The protagonist, Hayley Snow (named after 1960s icon Hayley Mills), has finally made the big break from her Mom's nest, only to find herself in a jam, more than one-thousand miles from home.

However, Hayley fights every impulse to slink back to New Jersey from Key West, even though her short-lived, live-in romance has gone sour faster than a pitcher of cream in Death Valley.

She is naive, as her crummy ex observes, but he has also used Hayley as a filler during his regular squeeze's fling with someone else. As soon as she's done flinging, he's slinging Hayley out of his deluxe waterfront condo.

Still, she has cheap digs on a friend's houseboat, as well as another supportive buddy on the island.

They constituted her mind's safety net when she relocated, and she bounces hard off of them.

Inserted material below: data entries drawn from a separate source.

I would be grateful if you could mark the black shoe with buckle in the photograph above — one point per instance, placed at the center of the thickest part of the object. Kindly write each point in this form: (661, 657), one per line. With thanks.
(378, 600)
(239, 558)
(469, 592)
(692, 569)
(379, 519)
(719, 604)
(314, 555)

Nevertheless, Hayley hasn't wasted any time falling for the charms of Key West, and she's got all digits crossed that she'll snag the food critic's slot at Zest, a start-up magazine.

Yet that prospect hasn't been looking so hot, since the publication's co-owner happens to be "the other woman" in Hayley's what-passes-for-love triangle.

Then, that nemesis turns up fatally poisoned, unable to resist a key-lime pie. Can't blame her much, there.

Hayley finds herself the prime suspect, the flames of her alleged motive actively fanned by her (didn't we say he was crummy?) ex.

Hayley's enthusiasm for food (which extends to cooking as well as eating and writing) and for Key West prove most infectious in this deceptively simple mystery that clicks on every level, right down to the solution of the homicide.

The author, Lucy Burdette (Roberta Isleib), has a good thing going, and a sample of the sequel included herein furthers the notion that this is a new series with plenty of juice-- and zest.